L’idea degli hub? Può anch’essa essere ottima. Ma, molti dei milioni di utenti potenziali destinatari del reddito di cittadinanza non dispongono di mezzi di trasporto privato e spesso nemmeno delle risorse per il mezzo di trasporto pubblico. Chi lavora nei centri per l’impiego e segue progetti di aiuto alle categorie particolarmente svantaggiate lo sa bene.
Gli Autori Giubileo e Pastore chiosano il loro articolo così: “ai critici della riforma suggeriamo un approccio ottimistico verso il modello proposto. Molti dei problemi avanzati sono emersi anche negli Stati Uniti e sono stati facilmente risolti. D’altronde se una pubblica amministrazione rema contro, ti dirà sempre due cose: il progetto c’è già o/e stiamo cercando di farlo; oppure il tuo progetto non si può fare perché ci sono dei problemi. Ecco questo è il principale problema di attuazione di questo rivoluzionario progetto di riforma dei centri per l’impiego: l’opposizione dei burocrati che sono conservatori per natura”.
Chi scrive non ha dubbi che sarà tacciato di rientrare nell’alveo di quegli appartenenti alla “pubblica amministrazione che rema contro”.
Non importa.
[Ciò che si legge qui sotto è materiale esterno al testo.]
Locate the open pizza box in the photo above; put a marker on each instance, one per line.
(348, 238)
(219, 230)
Sono state proposte osservazioni non finalizzate a critiche preconcette alla riforma, ma allo scopo, invece, di tenere conto di elementi progettuali che appaiono trascurati, perché la riforma possa davvero funzionare. E il potenziamento dei centri per l’impiego sembra proprio non possa mancare, sebbene non sia chiara la misura e anche il costo (non si sa nemmeno se il miliardo di euro previsto dal Governo – che prima erano due, poi 1,5 – sia una tantum o continuativo).
Infatti, si è dell’idea di chi, sempre sul tema dell’efficienza dei Centri per l’impiego, ha scritto in un recente passato: “Il software non può certo sostituire il ruolo significativo di esperti del settore e la loro conoscenza o esperienza delle politiche attive del lavoro, piuttosto è uno strumento da mettere a loro disposizione, in modo da renderne più efficiente l’operato, con molteplici vantaggi per l’attore pubblico”. Per completezza di informazione, gli Autori di quanto citato poco prima sono Francesco Pastore e Francesco Giubileo, in Lavoce.info: “Un call center per trovare lavoro”.